Marina y Castillano aguardaron lado a lado, en completo silencio, hasta que los preparativos estuvieron terminados.

El español se preguntaba cómo se despediría de ella. Se le retorcían las entrañas de sólo pensar en estrecharle la mano a un capitán filibustero y agradecerle las atenciones recibidas. Aunque hubiera sido lo correcto, considerando cómo lo había tratado. Cualquier otra cosa se le antojaba ruda y fuera de lugar. Y cualquier cosa que no fuera ruda se le antojaba fuera de lugar al tratar con un perro del mar tan peligroso como ella. Mostrarse siquiera mínimamente amigable era impensable.

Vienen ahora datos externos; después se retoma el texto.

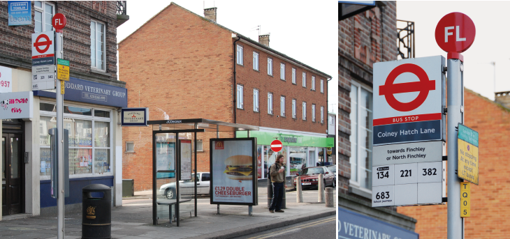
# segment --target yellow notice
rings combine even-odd
[[[68,81],[69,67],[64,65],[57,65],[57,79]]]
[[[471,217],[471,183],[460,183],[460,217]]]
[[[460,139],[458,142],[458,177],[478,185],[478,147]]]

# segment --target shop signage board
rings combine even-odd
[[[69,81],[69,61],[57,59],[57,79]]]
[[[13,69],[0,66],[0,93],[13,91]]]
[[[31,1],[8,1],[7,8],[9,26],[23,26],[32,24]]]
[[[444,140],[442,56],[374,64],[373,145]]]
[[[211,204],[256,205],[256,139],[210,139]]]
[[[478,185],[478,132],[458,124],[458,177]]]
[[[10,92],[0,94],[0,119],[34,118],[34,93]]]
[[[147,126],[149,108],[122,108],[121,115],[122,126]]]

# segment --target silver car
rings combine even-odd
[[[195,178],[196,180],[196,194],[210,194],[210,174],[202,172],[191,174],[191,179],[179,181],[180,192],[181,195],[193,195],[195,193]],[[159,195],[163,195],[168,199],[175,199],[177,191],[175,190],[175,183],[164,184],[159,187]]]

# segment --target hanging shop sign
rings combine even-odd
[[[256,205],[256,139],[210,139],[211,204]]]
[[[34,118],[32,91],[0,94],[0,119],[31,118]]]
[[[478,185],[478,132],[458,124],[458,177]]]
[[[442,56],[374,64],[373,145],[446,139]]]
[[[32,3],[30,1],[8,1],[7,8],[9,26],[32,24]]]
[[[122,126],[147,126],[149,108],[122,108],[121,115]]]
[[[0,66],[0,93],[13,91],[13,69]]]

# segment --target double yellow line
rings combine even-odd
[[[263,239],[263,238],[269,238],[269,237],[272,237],[272,236],[278,236],[279,234],[282,234],[282,233],[283,233],[284,232],[286,232],[286,231],[293,231],[293,229],[305,229],[307,227],[310,227],[310,226],[315,226],[315,225],[318,225],[318,224],[323,224],[323,223],[326,223],[326,222],[332,222],[332,221],[335,221],[335,220],[336,220],[336,217],[333,217],[333,218],[329,218],[329,219],[322,219],[322,220],[320,220],[320,221],[314,222],[314,223],[312,223],[311,224],[308,224],[308,225],[305,226],[293,226],[293,227],[288,228],[288,229],[283,229],[283,230],[273,231],[273,232],[270,233],[267,233],[267,234],[264,234],[264,235],[261,235],[261,236],[254,236],[253,238],[249,238],[248,239]],[[278,231],[281,231],[281,232],[279,233]]]

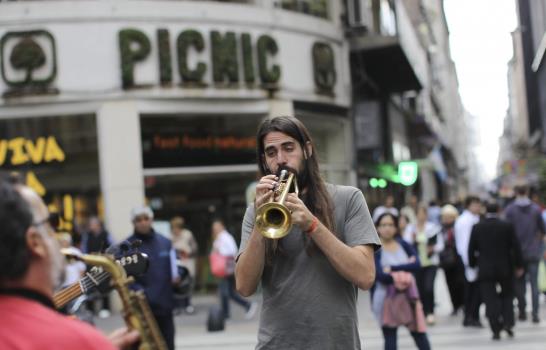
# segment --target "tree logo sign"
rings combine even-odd
[[[55,39],[45,30],[7,32],[0,39],[0,73],[10,87],[4,95],[56,93]]]

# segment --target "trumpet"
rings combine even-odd
[[[292,228],[292,213],[284,205],[288,191],[294,183],[295,193],[298,194],[298,183],[293,173],[288,175],[287,170],[282,170],[279,183],[273,190],[273,197],[268,203],[262,204],[256,210],[256,228],[262,236],[270,239],[279,239],[286,236]],[[275,202],[275,198],[278,201]]]

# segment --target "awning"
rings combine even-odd
[[[383,91],[421,90],[422,86],[397,37],[356,37],[350,39],[351,61],[360,64],[374,84]]]

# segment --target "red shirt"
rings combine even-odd
[[[114,345],[92,326],[36,300],[0,295],[0,349],[110,350]]]

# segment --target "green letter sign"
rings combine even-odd
[[[133,44],[138,48],[133,49]],[[133,68],[136,62],[144,60],[150,54],[150,39],[137,29],[123,29],[119,32],[121,54],[121,81],[123,88],[135,85]]]

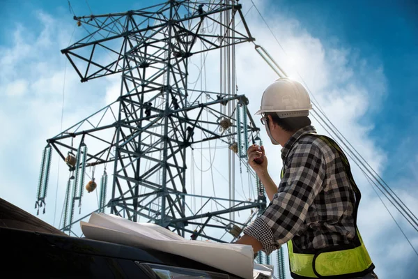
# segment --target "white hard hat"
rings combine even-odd
[[[281,77],[264,91],[260,110],[263,112],[277,112],[280,118],[307,116],[312,104],[309,94],[299,82],[288,77]]]

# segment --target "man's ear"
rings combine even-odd
[[[269,114],[267,116],[267,118],[268,119],[268,123],[270,124],[269,125],[270,129],[272,130],[272,129],[276,128],[276,123],[274,123],[274,121],[273,121],[273,118],[272,117],[272,116]]]

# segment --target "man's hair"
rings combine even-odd
[[[265,116],[270,115],[273,122],[287,132],[296,132],[297,130],[311,125],[308,116],[280,118],[276,112],[265,112]]]

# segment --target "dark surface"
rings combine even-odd
[[[0,227],[66,235],[59,229],[0,198]]]
[[[68,236],[1,199],[0,241],[2,274],[10,278],[150,278],[135,262],[225,273],[160,251]]]

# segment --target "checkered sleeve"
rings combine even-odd
[[[326,163],[319,147],[301,144],[291,151],[278,192],[264,213],[244,229],[268,255],[293,238],[322,189]]]

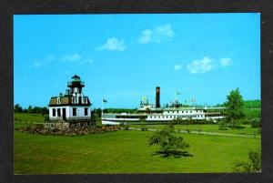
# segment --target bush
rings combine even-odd
[[[49,121],[49,115],[44,115],[45,122]]]
[[[174,129],[169,127],[153,133],[148,138],[148,145],[159,146],[165,154],[175,153],[189,147],[189,145],[183,141],[182,137],[174,135]]]
[[[234,166],[236,172],[260,172],[261,171],[261,154],[260,151],[249,151],[248,161],[238,161]]]
[[[251,127],[261,127],[261,121],[259,118],[253,118],[250,120]]]
[[[220,121],[218,123],[218,130],[227,130],[227,123],[225,121]]]
[[[130,125],[129,125],[129,124],[124,124],[124,125],[122,126],[122,128],[123,128],[124,130],[129,130],[129,127],[130,127]]]
[[[140,129],[141,129],[141,131],[147,131],[147,127],[146,125],[141,125]]]

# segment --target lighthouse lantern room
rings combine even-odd
[[[84,96],[85,83],[75,75],[67,82],[67,89],[63,95],[52,97],[49,102],[49,121],[65,121],[69,123],[90,122],[91,103],[88,97]]]

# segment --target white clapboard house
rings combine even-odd
[[[84,96],[85,83],[76,75],[68,81],[66,94],[52,97],[49,103],[49,121],[66,121],[69,123],[90,122],[91,103],[88,97]]]

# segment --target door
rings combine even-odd
[[[66,120],[66,108],[63,108],[63,119]]]

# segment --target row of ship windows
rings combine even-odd
[[[167,113],[174,113],[174,114],[176,114],[176,113],[193,113],[193,112],[197,112],[197,113],[202,113],[203,111],[202,110],[186,110],[186,111],[184,111],[184,110],[182,110],[182,111],[167,111]]]
[[[151,116],[150,118],[174,118],[174,116]],[[202,115],[183,116],[182,117],[204,117]]]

Sus ojos se desviaron hacia la mano derecha de Marina, que descansaba sobre la borda. No, no podía estrechársela frente a esa traílla de malvivientes. Antes de que pudiera darse cuenta, recordó esa misma mano surgiendo del cortinado a dejar su ropa la noche anterior, cuando ella se desnudara a pocos pasos de él. Después de cubrirlo con la manta que se le había caído.

Contuvo la necesidad de aclararse la garganta y volvió la vista hacia popa.

—Estamos frente a Punta Patuca —dijo ella entonces, señalando hacia el oeste—. Os convendrá mantener rumbo norte para reuniros con la Armada. Imagino que la encontraréis justo detrás del horizonte.

Él la enfrentó sin ocultar su incomprensión. Antes de que pudiera preguntar o decir algo de lo que luego tuviera que arrepentirse, los piratas que estaban en el esquife treparon por la escala y ellos tuvieron que retroceder para darles paso.